The Government has already signalled that the PUP will be wound down over the next few months and phased out entirely by February next year, while the EWSS is likely to follow a similar path. And the additional health budget tied into Covid is already much reduced.
So in many ways Donohoe is playing the old government trick of under-promising in order to overachieve. The emergency borrowing and spending associated with Covid, barring a disaster, will be mostly gone by this time next year. Some of it may linger into 2023 but Donohoe’s two-budget time frame gives him ample leeway.
But politics, like theatre, is about managing the audience’s attention and what Donohoe is diverting our attention from is the unprecedented pick-up in general spending – unrelated to the pandemic – that is occurring as we exit the current crisis.
This is likely to be flagged extensively by the Government's fiscal watchdog – the Irish Fiscal Advisory Council – in its pre-budget statement next week.
The Government’s recent summer economic statement (SES) marked a sea change in the Coalition’s budgetary strategy. It envisages a sequence of bigger deficits out to 2025, culminating in a budget deficit of €7.4 billion in 2025, which is €6.6 billion more than the original target set out in the Government’s stability programme update, published in April.

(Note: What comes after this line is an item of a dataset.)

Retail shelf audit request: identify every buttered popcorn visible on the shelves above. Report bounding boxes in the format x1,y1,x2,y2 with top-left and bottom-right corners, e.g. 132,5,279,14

It also envisages €18.8 billion in additional borrowing over five years. So while the Government is reining in pandemic spending, general spending is racing forward.
Demographics
The revised estimates in the SES are being driven by a significant ramp up in spending related to demographics on the current side and increased investment in housing and green infrastructure on the capital side. The SES also envisages a sequence of income-tax cuts.
So Donohoe is potentially falling into the political trap of promising everything to everybody: lower taxes, more spending and a reduced deficit (reduced from pandemic levels).
In fairness to the Minister, it’s a tricky dynamic to manage. If the fiscal hawks are criticising his spending moves, a large section of the population are clamouring for more public investment, particularly in areas like housing, which has now become public issue number one. He can’t please them both.